Jane Quinn: Important emerging trends:  More receptivity on the part of schools to social and emotional learning as a valid (and desired) goal of Expanded Learning Program; continued emphasis on, and funding for, STEM programs; increased emphasis on college prep and retention.



Bill Fennessy,
Director of Community
Engagement,
THINK Together



Bill Fennessy:  Career and Work Based Learning programs. It is important that we have different versions for Elementary School, Middle School, and High School.










MOST SIGNIFICANT CHALLENGE FACING THE FIELD OF EXPANDED LEARNING 

Lucy Friedman: One challenge facing the field of expanded learning is ensuring that people outside the field understand what is meant by the term. ‘After school’ was easily defined (though, often misperceived as simply child care.) But ‘expanded learning’ is not as ubiquitously understood. Practitioners of expanded learning time may have variations in their definition based on differences in models.

The challenge facing both the after-school and expanded learning movement is that too many educators, funders and policy makers seek a quick fix and judge the quality of a model by standardized test scores alone. But the reality is that success can come in many forms. In the desire to close the achievement gap, there's too much emphasis on test prep and not enough focus on the life-enriching activities that foster curiosity, instill confidence, and ultimately lead to a passion for learning. Research, and anyone who’s ever watched a kid grow up, tells us that these characteristics are critically important for a successful adulthood.

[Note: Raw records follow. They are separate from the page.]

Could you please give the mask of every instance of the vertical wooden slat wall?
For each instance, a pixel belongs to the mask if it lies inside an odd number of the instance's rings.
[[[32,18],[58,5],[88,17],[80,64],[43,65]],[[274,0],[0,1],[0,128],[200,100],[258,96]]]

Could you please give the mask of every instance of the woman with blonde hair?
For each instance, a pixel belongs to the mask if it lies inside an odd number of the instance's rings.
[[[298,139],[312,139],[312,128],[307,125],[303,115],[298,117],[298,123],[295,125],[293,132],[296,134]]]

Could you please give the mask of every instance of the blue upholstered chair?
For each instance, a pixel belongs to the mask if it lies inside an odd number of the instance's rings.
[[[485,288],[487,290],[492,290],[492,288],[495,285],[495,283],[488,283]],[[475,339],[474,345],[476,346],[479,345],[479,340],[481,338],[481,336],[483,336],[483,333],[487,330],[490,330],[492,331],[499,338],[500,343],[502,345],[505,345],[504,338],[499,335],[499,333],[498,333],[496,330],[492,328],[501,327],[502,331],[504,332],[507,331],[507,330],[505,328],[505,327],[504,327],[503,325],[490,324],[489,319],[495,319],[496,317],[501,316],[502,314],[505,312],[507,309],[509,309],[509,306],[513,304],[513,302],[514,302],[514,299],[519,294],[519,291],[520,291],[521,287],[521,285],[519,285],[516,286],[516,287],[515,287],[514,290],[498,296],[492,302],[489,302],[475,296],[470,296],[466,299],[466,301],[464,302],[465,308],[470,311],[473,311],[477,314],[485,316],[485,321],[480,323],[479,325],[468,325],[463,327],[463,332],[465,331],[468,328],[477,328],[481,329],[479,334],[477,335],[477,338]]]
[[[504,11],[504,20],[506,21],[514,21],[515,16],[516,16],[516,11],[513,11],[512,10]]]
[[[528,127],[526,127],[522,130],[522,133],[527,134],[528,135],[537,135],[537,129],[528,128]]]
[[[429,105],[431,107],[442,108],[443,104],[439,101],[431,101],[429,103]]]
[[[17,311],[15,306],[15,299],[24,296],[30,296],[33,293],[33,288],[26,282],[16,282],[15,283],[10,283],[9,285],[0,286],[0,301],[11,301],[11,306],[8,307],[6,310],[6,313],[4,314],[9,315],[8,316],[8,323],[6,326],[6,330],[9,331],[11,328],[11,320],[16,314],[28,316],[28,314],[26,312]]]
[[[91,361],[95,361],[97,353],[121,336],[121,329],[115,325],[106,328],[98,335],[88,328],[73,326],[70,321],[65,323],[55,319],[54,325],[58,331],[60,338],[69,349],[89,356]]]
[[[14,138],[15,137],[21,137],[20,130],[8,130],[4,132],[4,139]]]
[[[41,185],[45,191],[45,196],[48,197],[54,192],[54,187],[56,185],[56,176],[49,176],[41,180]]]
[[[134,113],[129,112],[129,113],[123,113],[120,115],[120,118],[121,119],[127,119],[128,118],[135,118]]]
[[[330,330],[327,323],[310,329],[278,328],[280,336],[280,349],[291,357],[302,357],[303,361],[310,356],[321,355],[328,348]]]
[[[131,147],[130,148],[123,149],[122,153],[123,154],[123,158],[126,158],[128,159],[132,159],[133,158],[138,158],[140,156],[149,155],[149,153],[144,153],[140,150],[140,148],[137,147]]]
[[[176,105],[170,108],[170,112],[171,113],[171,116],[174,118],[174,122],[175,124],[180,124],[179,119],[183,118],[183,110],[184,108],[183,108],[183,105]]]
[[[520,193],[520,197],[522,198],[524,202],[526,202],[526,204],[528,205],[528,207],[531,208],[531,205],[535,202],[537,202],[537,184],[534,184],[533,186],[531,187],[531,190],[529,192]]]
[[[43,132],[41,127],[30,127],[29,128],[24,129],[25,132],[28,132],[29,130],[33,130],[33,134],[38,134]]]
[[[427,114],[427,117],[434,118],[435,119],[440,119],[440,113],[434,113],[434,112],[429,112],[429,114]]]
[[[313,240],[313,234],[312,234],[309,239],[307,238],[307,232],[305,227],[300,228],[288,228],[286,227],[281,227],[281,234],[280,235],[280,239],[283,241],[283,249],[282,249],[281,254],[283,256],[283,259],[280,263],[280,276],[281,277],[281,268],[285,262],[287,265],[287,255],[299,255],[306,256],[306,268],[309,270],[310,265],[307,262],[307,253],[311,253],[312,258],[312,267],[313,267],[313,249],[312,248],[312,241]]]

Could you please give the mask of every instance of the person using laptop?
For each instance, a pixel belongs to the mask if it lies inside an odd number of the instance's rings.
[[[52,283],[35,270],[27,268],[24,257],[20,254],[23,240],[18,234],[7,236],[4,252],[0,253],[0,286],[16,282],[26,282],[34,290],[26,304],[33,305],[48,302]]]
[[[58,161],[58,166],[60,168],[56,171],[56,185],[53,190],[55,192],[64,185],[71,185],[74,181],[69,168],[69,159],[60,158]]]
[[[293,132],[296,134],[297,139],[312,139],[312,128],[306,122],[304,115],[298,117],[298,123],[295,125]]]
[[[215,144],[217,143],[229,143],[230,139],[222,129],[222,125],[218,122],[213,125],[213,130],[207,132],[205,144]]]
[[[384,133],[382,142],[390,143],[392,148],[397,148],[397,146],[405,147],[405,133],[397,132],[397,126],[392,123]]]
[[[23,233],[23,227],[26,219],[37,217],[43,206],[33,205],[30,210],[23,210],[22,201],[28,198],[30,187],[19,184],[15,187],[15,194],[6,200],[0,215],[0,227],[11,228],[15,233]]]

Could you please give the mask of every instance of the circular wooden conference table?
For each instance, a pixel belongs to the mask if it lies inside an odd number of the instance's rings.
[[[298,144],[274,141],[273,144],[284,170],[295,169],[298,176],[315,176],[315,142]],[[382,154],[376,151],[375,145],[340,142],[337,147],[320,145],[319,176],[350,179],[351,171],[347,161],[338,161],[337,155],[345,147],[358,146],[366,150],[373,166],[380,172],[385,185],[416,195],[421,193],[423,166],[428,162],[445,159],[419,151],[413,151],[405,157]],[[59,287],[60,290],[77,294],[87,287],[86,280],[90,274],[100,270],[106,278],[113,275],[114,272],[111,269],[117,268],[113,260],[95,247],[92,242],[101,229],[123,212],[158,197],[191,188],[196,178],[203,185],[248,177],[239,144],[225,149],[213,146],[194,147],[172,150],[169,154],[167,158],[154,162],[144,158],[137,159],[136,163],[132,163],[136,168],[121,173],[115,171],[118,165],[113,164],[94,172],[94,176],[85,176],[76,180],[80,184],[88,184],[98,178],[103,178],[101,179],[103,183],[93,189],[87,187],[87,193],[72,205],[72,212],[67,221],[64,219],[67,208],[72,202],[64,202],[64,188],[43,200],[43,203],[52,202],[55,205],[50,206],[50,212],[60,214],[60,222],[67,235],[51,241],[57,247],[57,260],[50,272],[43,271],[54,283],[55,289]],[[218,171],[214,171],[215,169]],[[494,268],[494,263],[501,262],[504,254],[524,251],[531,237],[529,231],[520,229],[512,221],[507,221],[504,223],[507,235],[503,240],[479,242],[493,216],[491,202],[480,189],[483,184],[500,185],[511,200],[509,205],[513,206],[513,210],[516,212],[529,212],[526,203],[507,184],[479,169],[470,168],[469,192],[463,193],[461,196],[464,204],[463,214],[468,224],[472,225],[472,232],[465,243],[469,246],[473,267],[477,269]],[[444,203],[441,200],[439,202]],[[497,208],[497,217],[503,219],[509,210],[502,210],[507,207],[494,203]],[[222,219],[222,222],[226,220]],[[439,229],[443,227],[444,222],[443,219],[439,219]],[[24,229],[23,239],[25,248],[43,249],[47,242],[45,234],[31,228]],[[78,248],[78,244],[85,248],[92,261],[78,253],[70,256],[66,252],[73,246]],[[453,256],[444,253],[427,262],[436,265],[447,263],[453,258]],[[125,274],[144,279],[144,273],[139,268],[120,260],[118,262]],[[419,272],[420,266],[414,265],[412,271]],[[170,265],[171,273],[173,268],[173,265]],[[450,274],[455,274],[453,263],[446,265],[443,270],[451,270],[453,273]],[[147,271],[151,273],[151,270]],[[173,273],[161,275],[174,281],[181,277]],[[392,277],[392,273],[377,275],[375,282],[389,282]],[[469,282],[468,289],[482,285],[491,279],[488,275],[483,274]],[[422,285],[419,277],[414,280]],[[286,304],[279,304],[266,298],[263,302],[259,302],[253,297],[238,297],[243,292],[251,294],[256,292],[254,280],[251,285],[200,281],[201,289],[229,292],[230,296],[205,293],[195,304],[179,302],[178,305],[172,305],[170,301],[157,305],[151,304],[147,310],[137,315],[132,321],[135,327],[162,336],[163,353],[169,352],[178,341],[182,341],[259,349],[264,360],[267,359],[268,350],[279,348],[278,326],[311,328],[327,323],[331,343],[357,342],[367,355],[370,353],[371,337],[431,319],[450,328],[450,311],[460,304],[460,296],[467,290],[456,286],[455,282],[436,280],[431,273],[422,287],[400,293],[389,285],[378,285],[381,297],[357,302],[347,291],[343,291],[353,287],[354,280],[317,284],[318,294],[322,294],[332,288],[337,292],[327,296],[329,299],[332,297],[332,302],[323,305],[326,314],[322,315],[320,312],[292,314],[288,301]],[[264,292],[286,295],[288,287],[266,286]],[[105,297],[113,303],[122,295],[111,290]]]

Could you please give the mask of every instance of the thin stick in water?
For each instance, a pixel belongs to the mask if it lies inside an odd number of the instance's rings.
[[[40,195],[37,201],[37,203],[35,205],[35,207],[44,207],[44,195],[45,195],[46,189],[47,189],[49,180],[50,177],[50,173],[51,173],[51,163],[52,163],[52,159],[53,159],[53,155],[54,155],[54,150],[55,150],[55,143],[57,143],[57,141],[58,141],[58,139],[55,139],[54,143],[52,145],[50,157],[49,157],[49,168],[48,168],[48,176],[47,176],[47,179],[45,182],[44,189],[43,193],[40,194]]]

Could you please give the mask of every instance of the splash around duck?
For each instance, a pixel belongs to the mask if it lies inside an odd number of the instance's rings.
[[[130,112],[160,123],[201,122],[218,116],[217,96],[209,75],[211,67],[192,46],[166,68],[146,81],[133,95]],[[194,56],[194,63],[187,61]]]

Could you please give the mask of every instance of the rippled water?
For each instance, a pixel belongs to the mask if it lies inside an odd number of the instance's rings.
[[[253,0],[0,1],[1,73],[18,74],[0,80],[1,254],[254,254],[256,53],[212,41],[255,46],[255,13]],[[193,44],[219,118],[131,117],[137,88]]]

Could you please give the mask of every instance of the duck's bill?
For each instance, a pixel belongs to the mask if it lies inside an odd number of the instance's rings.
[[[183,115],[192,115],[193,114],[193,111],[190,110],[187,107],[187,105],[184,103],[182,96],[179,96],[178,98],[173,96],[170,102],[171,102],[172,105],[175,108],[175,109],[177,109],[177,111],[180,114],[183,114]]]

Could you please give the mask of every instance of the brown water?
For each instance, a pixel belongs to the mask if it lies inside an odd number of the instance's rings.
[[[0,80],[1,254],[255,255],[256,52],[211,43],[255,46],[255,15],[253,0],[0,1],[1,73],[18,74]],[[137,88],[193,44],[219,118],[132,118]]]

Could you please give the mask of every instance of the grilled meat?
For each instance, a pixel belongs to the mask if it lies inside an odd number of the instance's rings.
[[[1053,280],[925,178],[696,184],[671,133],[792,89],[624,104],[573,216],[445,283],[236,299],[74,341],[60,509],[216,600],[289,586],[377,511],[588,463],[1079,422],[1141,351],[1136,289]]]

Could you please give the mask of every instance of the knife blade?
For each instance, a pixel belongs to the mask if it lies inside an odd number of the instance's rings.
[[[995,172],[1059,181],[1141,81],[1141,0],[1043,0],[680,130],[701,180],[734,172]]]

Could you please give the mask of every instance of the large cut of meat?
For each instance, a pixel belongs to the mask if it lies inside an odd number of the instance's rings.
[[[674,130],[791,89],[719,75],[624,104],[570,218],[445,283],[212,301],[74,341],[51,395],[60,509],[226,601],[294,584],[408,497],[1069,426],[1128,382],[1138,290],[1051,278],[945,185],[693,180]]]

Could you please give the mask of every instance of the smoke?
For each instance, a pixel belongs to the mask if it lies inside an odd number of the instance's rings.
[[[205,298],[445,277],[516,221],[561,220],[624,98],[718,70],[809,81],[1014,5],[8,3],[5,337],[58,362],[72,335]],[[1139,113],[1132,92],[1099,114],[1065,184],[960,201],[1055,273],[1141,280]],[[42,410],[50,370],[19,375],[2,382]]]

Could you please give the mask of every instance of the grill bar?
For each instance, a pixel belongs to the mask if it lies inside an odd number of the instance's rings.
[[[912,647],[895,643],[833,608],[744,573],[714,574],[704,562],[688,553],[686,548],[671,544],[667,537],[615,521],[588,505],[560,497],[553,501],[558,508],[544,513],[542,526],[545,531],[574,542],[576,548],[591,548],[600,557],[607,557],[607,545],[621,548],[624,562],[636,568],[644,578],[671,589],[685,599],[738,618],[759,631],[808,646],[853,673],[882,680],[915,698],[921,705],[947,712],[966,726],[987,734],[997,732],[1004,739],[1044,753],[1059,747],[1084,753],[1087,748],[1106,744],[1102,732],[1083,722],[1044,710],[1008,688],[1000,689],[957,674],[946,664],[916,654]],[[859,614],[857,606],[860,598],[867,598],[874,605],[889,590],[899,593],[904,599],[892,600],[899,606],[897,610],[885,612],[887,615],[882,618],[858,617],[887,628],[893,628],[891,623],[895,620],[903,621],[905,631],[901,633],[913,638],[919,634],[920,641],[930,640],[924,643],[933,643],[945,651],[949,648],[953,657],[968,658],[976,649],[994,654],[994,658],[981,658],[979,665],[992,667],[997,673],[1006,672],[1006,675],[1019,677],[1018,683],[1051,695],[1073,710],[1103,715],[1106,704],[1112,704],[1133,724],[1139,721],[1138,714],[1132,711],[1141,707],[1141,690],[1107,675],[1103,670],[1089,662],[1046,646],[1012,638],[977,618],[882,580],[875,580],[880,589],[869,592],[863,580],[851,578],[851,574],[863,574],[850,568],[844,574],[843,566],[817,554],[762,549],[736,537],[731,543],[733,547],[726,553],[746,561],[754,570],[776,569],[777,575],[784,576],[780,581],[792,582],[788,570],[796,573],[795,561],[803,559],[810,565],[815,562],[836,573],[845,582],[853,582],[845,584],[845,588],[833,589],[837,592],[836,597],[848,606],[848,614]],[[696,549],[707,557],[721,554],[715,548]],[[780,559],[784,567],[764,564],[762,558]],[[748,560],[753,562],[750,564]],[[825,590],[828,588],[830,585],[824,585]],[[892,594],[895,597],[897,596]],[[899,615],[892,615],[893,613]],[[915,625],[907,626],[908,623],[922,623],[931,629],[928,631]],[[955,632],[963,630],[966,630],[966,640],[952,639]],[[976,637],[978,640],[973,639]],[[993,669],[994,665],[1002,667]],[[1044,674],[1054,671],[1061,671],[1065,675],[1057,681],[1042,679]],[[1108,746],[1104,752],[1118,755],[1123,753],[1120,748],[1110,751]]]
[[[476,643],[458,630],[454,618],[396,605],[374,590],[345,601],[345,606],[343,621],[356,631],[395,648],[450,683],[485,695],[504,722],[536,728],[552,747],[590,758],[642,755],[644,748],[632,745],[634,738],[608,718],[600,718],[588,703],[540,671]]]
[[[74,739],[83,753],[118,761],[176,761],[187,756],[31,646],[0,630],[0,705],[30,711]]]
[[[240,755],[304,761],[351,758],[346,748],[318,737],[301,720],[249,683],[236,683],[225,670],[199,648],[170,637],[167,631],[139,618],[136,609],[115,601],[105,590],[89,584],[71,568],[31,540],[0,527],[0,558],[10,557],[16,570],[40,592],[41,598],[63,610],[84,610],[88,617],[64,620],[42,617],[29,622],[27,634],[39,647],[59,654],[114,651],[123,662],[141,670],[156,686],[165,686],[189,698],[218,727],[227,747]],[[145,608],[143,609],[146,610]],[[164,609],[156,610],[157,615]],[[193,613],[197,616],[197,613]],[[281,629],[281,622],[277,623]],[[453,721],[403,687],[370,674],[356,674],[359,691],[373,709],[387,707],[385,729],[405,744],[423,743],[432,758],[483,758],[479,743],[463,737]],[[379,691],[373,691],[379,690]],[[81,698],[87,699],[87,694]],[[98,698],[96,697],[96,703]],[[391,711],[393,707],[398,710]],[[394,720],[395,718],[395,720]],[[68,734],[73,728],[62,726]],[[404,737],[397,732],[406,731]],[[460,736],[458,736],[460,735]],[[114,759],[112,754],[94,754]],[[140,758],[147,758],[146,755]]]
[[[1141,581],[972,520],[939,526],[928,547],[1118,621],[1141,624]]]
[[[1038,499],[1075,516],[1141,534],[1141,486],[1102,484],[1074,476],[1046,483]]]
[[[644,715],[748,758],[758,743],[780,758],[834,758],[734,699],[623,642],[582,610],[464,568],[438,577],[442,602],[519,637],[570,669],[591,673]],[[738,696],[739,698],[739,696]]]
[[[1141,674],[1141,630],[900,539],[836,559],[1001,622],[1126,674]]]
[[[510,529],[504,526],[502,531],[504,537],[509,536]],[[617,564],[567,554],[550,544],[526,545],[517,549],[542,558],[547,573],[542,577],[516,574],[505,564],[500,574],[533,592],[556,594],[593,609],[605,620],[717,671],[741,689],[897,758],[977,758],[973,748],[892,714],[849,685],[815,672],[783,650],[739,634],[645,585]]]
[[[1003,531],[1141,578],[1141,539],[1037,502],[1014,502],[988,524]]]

Alison Overseth: There is currently often a disconnect between broad policy initiatives and implementation into good practice. Practice needs to better inform policy, and policy must include the investment required to change, strengthen and sustain new or expanded programs. The best ideas in the world will work or fail based on an adult's (or community's) interaction with a child.

Jodi Grant: Funding is a constant issue. At best it is stagnant in most places, but budget cuts are rampant and costs continue to rise for programs – especially labor costs. We also need to keep educating.

Jane Quinn: Serious funding concerns, especially at the Federal level— how will the ESEA reauthorization impact the intent of the afterschool movement and the 21st Century CLC funding? 

Bill Fennessy: The rising cost of everything with 10 year old funding levels. More specifically, how will we address the rising cost of labor, given the changes in the minimum wage?